Keep in mind, this doesn’t replace the PDF in place, it’ll create a copy with _ocr
added to the end of the name. If you’d like the original to be deleted once it’s done, rather than having Hazel do it, just add a second line to the embedded script: rm "$1"
You’ll probably want another rule to move the OCR’d versions somewhere else; while you’re building that, you can also use the ‘rename’ action to remove the _ocr
bit, just tell it to replace “_ocr
” with “”.
Have fun automating!
- And, as a result, useable for Hazel sorting by way of the ‘contents’ filter. ↩
- I was hoping to link to Katie Floyd’s original post about it, but her website is down at the moment, so I guess I won’t be doing that. ↩
- Technically speaking, I think all I added was “site:github.com”, but that did the trick. ↩
- This assumes you have a Mac, since you’re working with Hazel, and that you’re willing to do a bit of tinkering in the terminal, which I also kinda assumed, since you’re working with Hazel. ↩
- I think that’s irony; I was a computer science major, not an English major. ↩
- “the Printable Document Format format” ↩
-
Tip: you can type
pypdfocr
(including the trailing space) and then drag-and-drop the PDF from Finder into the Terminal, and it’ll automatically fill in the filename. If any part of the path includes a space, though, it’ll fail, so for filenames or folders that contain spaces, dopydpfocr "{filename}"
– typepypdfocr "
, drop in the file, and then"
, and then hit enter. ↩ -
Caveat: Tesseract isn’t perfect, especially with regard to the formatting, so don’t expect this to give you a perfectly-formatted version of whatever you scanned. That said, the process is lossless:
{filename}_ocr.pdf
is built by taking the original PDF file and then adding an invisible text layer over the analyzed text, so you won’t lose any information by doing this, you just might not gain anything useful. ↩ -
Note that it’ll spit
{filename}_ocr.pdf
out not necessarily where the original file was, but wherever the Terminal session currently is; if you’re unsure about where that is, you can usepwd
to have it displayed, or justopen .
to open it in Finder. ↩ - Don’t ask me why this is all “you might have to do this”, because I genuinely don’t know why this problem only pops up some of the time. ↩
3 replies on “Automatic OCR with Hazel”
This Article was mentioned on grey280.net
I keep getting tesseract-ocr execution failed!

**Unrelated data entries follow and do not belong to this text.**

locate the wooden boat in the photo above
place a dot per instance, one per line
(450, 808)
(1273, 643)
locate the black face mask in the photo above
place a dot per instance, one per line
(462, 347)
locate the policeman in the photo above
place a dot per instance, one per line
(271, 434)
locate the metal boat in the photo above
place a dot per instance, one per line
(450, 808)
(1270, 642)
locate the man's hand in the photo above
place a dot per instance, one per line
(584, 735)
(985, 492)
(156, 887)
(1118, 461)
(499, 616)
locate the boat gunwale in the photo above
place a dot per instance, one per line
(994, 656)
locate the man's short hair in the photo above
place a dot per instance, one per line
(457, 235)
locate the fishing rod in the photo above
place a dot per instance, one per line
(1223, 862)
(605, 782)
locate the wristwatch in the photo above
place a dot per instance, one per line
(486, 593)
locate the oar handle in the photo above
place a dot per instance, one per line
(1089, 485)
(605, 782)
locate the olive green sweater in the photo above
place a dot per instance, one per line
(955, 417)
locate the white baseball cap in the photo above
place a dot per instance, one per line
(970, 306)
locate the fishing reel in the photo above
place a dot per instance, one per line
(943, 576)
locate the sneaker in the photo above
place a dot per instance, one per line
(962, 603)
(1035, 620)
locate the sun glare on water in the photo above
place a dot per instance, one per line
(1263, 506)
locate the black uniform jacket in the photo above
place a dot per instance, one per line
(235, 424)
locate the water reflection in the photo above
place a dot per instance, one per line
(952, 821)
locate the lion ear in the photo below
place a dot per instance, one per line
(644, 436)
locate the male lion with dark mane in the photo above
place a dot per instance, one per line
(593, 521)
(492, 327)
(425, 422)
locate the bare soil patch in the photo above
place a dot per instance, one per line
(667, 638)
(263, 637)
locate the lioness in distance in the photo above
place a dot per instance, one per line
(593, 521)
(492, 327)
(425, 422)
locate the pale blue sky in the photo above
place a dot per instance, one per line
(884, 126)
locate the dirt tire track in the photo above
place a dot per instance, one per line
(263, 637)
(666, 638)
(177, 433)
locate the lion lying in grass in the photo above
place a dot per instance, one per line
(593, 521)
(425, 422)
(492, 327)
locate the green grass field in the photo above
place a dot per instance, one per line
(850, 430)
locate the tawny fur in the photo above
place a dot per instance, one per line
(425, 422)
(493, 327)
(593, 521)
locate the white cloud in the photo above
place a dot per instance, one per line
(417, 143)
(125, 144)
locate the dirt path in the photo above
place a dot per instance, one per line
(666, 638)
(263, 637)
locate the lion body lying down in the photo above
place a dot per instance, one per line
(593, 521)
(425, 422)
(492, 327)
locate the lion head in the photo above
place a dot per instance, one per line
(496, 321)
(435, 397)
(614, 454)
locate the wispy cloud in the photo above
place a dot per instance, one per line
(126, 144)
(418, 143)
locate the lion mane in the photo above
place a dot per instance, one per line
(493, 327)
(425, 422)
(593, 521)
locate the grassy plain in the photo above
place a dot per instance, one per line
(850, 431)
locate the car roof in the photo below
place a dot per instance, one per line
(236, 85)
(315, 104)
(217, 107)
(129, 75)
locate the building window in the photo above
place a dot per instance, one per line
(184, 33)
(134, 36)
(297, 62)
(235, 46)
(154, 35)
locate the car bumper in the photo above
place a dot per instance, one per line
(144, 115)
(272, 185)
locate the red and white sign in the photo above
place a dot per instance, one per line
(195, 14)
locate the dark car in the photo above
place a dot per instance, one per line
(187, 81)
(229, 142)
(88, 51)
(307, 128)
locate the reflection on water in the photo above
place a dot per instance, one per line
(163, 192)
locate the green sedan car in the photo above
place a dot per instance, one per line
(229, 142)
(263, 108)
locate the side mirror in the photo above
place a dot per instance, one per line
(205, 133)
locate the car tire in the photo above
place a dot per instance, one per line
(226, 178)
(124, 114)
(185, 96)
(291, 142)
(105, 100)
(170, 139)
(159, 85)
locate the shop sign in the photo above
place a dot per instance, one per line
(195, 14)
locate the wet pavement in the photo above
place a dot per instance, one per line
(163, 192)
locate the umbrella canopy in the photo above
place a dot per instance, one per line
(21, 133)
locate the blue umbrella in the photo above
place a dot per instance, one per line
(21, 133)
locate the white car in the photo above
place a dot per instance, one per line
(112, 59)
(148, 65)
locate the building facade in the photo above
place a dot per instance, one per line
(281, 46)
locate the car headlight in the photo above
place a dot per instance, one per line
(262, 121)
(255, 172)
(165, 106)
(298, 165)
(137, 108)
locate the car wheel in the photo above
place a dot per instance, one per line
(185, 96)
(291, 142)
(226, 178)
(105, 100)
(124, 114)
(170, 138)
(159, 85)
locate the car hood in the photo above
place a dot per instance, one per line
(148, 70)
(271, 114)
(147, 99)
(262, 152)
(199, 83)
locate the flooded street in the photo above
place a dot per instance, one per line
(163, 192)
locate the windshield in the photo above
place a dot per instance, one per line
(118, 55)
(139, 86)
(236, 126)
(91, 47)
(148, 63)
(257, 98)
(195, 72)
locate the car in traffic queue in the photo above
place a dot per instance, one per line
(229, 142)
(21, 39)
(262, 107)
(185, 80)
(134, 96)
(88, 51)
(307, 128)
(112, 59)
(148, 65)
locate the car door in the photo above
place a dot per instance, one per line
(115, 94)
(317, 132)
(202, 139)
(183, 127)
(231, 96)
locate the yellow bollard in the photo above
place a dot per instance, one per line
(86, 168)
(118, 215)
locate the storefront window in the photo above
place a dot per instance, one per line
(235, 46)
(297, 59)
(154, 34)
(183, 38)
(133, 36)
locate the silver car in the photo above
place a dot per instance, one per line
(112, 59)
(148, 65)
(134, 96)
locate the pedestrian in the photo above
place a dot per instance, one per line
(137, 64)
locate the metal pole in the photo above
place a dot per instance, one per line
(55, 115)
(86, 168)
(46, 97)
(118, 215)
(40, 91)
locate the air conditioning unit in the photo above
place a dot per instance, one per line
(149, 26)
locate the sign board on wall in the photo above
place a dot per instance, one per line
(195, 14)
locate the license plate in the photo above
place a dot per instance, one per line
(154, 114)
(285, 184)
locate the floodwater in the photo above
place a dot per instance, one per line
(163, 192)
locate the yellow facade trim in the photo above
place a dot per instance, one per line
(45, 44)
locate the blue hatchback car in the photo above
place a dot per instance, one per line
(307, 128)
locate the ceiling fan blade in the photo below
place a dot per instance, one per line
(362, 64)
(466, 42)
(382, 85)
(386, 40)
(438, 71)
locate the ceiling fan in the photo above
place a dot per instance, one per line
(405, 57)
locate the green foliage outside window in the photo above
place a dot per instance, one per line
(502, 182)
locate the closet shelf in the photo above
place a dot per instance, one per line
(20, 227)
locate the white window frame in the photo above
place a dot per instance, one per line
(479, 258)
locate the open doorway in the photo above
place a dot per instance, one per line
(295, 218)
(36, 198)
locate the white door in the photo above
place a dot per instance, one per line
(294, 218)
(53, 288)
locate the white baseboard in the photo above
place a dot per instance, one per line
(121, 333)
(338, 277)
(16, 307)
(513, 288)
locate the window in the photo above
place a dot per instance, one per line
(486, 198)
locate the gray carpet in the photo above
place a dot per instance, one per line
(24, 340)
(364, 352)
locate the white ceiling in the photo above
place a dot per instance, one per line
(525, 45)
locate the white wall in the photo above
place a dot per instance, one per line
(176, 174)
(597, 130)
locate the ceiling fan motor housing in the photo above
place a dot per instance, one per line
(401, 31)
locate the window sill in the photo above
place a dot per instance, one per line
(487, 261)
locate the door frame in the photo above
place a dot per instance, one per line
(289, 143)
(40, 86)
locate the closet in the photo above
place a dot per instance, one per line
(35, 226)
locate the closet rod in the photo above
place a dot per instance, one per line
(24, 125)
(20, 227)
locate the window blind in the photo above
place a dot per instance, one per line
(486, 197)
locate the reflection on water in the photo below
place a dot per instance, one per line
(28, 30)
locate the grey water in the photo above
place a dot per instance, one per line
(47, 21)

Error, unknown command line argument ‘-psm’
Any thoughts on how to fix that?
I know that Tesseract released version 4.0 since I wrote this post, which I’d assume is an API-breaking change to some degree or another. Given that PyPDFOCR hasn’t been updated in three or four years, it’s not all that surprising that it’s broken. Depending on your use case, I’d recommend checking out ocrmypdf as an alternative; I wrote a bit about that in my updated version of this post.